Jason and I went downtown today to Children's Healthcare of Atlanta for another echo ultrasound and a consultation with a surgeon. The ultrasound was pretty quick and straightforward. The technician told me that Logan is head-down (yay!) and that the bulge I've been feeling on the right side of my stomach is his behind. She then spent the rest of the time taking pictures of his heart. Logan was pretty active the whole time. He had the hiccups when she started and he spent the rest of the appointment kicking and turning :). The technician was still able to get all the pictures she needed, though, and when she was done we met with Dr. Mahle. He said that the results were consistent with what the cardiologist found at our last ultrasound. Logan still has L Transposition and VSD (the hole in his heart). He didn't really give us any other information, though.
After the ultrasound, a woman took us on a tour of the cardiology wing - the ICU and Step-Down area, which is where we'll be staying when Logan has his surgery.

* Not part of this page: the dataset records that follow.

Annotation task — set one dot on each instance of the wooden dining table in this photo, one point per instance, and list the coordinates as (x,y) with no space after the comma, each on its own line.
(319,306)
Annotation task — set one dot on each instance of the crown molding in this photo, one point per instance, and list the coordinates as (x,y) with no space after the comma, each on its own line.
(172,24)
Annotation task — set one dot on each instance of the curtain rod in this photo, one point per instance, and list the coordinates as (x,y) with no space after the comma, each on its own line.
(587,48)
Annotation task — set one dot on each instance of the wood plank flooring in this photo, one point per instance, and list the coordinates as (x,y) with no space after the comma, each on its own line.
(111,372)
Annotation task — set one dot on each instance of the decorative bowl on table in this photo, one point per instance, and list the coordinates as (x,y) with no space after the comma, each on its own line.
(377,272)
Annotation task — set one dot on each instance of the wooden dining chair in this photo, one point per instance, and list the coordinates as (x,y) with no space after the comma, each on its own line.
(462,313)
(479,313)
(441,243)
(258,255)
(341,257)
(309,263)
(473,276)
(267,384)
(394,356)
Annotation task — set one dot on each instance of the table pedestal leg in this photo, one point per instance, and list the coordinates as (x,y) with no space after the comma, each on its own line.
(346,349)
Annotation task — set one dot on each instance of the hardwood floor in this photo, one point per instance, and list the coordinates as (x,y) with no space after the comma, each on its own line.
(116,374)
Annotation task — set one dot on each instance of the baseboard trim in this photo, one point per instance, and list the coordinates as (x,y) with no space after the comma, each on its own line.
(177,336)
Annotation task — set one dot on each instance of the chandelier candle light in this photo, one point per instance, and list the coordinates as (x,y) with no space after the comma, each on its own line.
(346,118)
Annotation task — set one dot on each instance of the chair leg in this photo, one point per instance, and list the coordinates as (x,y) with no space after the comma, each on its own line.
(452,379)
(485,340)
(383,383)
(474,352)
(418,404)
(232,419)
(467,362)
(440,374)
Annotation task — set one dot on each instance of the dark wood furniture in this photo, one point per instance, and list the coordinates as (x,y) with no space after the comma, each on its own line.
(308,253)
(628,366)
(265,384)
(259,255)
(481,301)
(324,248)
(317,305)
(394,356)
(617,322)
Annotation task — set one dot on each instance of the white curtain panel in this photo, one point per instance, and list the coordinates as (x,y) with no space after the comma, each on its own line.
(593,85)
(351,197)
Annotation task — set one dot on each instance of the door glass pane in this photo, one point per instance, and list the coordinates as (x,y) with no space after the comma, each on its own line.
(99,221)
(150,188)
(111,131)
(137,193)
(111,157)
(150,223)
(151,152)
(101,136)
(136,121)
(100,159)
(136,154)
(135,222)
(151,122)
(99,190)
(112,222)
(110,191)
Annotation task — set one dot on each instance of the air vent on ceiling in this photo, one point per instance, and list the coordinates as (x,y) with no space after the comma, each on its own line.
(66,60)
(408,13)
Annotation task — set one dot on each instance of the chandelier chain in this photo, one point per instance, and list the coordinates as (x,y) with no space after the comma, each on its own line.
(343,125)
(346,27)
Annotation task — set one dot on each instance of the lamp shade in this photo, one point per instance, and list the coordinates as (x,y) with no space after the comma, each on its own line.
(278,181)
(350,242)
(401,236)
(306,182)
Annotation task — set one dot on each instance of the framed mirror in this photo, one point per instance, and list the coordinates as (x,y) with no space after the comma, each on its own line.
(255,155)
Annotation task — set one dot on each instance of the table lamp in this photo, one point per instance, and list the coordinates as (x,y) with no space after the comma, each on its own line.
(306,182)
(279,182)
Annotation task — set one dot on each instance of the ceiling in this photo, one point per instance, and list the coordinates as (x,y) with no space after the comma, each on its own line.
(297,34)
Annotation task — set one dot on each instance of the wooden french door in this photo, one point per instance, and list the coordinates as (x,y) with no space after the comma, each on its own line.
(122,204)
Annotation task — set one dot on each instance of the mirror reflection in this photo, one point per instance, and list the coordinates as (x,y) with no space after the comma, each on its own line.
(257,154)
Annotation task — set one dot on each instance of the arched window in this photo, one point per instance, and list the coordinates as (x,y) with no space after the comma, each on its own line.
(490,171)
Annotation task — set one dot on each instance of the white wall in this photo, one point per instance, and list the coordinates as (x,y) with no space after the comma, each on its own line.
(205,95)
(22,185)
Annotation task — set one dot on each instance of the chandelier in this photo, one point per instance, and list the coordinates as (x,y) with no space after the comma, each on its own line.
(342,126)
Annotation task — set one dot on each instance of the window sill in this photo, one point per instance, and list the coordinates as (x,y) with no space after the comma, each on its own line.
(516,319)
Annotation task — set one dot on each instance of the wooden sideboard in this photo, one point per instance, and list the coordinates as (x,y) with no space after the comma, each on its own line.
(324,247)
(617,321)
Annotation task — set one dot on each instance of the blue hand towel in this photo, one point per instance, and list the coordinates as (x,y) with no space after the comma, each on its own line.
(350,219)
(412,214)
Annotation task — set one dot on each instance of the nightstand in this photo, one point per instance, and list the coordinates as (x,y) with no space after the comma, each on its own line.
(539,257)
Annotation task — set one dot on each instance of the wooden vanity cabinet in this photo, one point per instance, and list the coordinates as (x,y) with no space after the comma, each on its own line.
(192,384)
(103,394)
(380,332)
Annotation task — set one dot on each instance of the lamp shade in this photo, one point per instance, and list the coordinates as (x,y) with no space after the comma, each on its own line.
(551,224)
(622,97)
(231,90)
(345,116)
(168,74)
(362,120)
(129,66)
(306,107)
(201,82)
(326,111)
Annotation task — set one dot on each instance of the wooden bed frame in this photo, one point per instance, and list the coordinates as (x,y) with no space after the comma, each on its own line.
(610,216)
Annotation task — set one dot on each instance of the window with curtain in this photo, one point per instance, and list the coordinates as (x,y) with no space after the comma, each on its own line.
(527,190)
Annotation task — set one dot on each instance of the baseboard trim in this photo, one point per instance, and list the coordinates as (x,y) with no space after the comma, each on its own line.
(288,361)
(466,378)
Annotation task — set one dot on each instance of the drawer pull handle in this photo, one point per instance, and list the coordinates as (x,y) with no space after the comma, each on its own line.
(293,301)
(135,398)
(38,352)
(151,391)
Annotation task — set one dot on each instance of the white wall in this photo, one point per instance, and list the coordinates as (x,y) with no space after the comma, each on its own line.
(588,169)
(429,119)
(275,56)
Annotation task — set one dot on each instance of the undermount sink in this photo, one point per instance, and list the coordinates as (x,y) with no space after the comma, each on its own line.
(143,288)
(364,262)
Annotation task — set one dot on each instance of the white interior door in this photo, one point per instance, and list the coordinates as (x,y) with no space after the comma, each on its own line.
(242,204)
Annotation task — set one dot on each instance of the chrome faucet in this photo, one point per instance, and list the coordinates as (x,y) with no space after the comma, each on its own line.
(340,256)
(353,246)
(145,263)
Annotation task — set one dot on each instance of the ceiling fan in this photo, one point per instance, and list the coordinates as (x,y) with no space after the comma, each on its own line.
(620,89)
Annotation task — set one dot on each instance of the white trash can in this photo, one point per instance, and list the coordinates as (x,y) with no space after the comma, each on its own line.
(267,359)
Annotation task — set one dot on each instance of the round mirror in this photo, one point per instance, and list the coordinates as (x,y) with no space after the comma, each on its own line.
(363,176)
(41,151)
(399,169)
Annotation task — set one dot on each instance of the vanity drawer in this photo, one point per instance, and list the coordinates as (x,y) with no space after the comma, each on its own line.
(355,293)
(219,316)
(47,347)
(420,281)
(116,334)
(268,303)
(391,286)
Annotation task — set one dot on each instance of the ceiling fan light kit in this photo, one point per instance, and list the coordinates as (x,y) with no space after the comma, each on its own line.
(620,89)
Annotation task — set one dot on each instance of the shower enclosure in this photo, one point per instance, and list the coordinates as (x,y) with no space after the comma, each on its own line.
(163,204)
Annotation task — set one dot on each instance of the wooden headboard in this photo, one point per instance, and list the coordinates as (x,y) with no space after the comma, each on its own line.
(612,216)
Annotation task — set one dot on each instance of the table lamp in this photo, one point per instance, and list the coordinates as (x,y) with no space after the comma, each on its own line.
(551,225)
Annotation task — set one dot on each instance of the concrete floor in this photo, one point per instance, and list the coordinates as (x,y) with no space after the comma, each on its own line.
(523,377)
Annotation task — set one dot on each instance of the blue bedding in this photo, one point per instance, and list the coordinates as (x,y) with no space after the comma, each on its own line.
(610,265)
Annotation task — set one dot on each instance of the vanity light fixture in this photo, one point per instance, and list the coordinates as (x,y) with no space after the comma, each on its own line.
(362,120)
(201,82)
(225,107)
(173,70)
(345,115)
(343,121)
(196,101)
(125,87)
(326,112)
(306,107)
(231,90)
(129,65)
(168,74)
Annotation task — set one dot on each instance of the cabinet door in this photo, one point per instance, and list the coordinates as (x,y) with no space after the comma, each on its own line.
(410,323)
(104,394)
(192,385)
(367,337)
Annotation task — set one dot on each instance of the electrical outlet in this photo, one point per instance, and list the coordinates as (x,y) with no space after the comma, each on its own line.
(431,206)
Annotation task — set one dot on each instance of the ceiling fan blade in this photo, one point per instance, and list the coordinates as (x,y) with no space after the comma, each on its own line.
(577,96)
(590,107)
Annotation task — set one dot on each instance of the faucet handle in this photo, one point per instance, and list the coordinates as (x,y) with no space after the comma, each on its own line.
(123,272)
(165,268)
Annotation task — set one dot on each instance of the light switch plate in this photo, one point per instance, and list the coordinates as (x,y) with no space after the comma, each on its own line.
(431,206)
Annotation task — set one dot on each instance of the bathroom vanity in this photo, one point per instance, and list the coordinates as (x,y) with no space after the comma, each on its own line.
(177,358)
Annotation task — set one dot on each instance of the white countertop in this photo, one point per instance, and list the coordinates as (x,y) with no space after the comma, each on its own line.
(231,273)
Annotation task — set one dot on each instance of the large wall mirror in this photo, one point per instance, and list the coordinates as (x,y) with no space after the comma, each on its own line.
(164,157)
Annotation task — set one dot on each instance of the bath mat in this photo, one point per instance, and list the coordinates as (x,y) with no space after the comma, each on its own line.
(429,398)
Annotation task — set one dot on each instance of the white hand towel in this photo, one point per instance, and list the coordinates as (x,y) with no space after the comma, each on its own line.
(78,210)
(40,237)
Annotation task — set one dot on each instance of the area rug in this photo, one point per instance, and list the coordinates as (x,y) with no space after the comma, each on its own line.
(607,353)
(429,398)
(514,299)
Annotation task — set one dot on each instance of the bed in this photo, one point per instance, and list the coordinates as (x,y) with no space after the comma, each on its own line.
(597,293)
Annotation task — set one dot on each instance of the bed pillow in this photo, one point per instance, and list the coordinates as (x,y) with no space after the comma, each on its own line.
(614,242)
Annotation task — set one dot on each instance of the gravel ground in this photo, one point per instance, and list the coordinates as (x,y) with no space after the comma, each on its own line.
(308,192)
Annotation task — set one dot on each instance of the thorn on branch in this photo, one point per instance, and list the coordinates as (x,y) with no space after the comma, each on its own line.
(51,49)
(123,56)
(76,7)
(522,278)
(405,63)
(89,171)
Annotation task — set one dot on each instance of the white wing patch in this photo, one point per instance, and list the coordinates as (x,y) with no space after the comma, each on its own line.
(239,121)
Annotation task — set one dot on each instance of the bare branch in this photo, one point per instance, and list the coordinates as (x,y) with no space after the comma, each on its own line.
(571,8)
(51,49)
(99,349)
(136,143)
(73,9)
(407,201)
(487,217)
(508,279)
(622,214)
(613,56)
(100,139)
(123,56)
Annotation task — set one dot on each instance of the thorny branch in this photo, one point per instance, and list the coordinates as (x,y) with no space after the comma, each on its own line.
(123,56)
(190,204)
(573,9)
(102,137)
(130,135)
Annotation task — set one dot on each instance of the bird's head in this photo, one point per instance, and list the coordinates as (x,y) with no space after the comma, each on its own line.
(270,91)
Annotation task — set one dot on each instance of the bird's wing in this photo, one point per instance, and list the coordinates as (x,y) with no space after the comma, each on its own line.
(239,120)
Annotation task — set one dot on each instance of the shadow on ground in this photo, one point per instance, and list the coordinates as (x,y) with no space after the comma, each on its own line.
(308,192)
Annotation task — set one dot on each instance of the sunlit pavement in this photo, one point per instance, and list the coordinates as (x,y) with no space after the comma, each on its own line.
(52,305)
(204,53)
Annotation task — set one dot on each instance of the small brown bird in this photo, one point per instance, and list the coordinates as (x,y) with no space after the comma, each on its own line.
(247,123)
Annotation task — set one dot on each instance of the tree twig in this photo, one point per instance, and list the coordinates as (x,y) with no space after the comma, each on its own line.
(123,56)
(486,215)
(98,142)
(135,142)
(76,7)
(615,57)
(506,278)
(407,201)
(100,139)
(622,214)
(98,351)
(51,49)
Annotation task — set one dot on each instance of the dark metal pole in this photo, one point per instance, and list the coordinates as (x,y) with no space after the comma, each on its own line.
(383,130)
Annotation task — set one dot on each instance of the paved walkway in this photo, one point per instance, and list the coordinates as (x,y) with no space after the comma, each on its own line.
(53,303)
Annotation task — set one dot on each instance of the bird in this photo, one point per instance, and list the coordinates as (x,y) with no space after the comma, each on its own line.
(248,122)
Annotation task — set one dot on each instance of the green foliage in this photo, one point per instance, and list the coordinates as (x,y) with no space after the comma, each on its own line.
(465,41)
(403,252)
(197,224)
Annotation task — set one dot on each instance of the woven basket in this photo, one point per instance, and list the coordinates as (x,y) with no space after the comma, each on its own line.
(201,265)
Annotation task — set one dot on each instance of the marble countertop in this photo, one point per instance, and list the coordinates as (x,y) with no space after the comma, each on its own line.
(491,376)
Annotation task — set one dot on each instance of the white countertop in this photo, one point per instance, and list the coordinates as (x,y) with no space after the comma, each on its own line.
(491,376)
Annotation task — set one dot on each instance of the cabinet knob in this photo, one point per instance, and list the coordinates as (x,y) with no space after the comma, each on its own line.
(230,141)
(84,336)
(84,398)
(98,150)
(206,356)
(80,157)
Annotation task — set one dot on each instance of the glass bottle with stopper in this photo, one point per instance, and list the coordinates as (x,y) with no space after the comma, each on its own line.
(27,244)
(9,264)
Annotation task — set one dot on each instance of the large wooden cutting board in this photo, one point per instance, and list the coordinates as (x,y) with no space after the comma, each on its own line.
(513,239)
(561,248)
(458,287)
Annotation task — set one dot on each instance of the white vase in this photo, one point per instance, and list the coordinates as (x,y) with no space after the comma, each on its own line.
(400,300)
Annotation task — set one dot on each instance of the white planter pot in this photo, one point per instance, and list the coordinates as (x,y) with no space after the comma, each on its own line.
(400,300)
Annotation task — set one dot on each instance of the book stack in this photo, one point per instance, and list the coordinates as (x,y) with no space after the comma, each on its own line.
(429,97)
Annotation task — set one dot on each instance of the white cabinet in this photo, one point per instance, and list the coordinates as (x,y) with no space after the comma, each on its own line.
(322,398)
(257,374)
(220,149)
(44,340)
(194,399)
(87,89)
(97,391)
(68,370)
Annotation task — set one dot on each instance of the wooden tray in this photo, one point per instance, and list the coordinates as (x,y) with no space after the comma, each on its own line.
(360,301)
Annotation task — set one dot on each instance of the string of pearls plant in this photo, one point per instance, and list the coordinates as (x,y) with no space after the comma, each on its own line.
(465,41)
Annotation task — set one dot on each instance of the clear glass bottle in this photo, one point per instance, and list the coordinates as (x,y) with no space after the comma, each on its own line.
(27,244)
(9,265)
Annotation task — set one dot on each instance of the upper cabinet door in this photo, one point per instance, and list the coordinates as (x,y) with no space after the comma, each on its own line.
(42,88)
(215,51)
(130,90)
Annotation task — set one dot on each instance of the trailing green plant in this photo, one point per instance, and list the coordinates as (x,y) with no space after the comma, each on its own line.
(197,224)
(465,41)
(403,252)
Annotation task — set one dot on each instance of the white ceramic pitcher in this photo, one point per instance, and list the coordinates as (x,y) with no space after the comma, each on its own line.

We'll have a room with a tv, vcr (yay!), dvd player (whoa technology!), fold-out bed, and shower. Honestly, I'm just glad that they offer an area for us to stay so that we can be right there with Logan while he's recovering... even if we won't have much to do :). While we toured the ICU, we got to see a baby that had surgery this morning. She was still under anesthesia, but we got to see all the tubes and wires that Logan will be hooked up to. It was sad to see, but I'm sure it'll be much harder when it's my own baby :(.
After the tour, we met with Dr. Kirshbom, who is the Assistant Chief of the cardiology department. He just talked with us about Logan's heart and the different options we'll have. Unless God performs a miracle, Logan will have to have surgery. It could be as simple as fixing the hole in his heart, which is a pretty common defect and procedure. However, in Logan's case, it could be much more serious of an operation. The doctor said that they may need to do a "double switch" procedure, which would basically put the ventricles of his heart back to where they are supposed to be and also realign the major arteries so that everything works properly. There are risks with both surgeries, but there are also benefits to both of them. It sounds like if we don't have the "double switch" surgery, Logan will probably have more heart problems when he reaches his 20's and 30's.
While we were talking to Dr. Kirshbom, he told us that Logan's heart condition is pretty rare. He said that CHOA only does the "double switch" operation about 3-4 times each year. It sounds like they do it more than any other hospital in the country, though, which is slightly reassuring. He also said that the children who have had the operation seem to be doing very well, although they have only been doing it in Atlanta for the past 10-12 years, so it's still fairly early gauge the results.
Anyway, he gave us a lot of good information and answered a lot of our questions, but basically told us that we won't know which direction to go in until Logan is born. Once he's here, they will do an echo on his heart, which will make things easier to see than when he's in the womb. He said that I shouldn't have any problems with going full-term and delivering vaginally, which is what I want. He also said that Logan should be able to wait a few months (or more) before requiring surgery. It will most likely need to be done sometime between 5-18 months, though.
So basically, everything is up in the air right now. We'll probably need to go back in another month to check his heart again, but we won't know much until after he's born. I guess right now we need to pray that things will be clear so that we can make the right decision. We would appreciate your continued prayers for his heart, health, and guidance for us. Thanks for reading and I'll try to keep everyone updated :).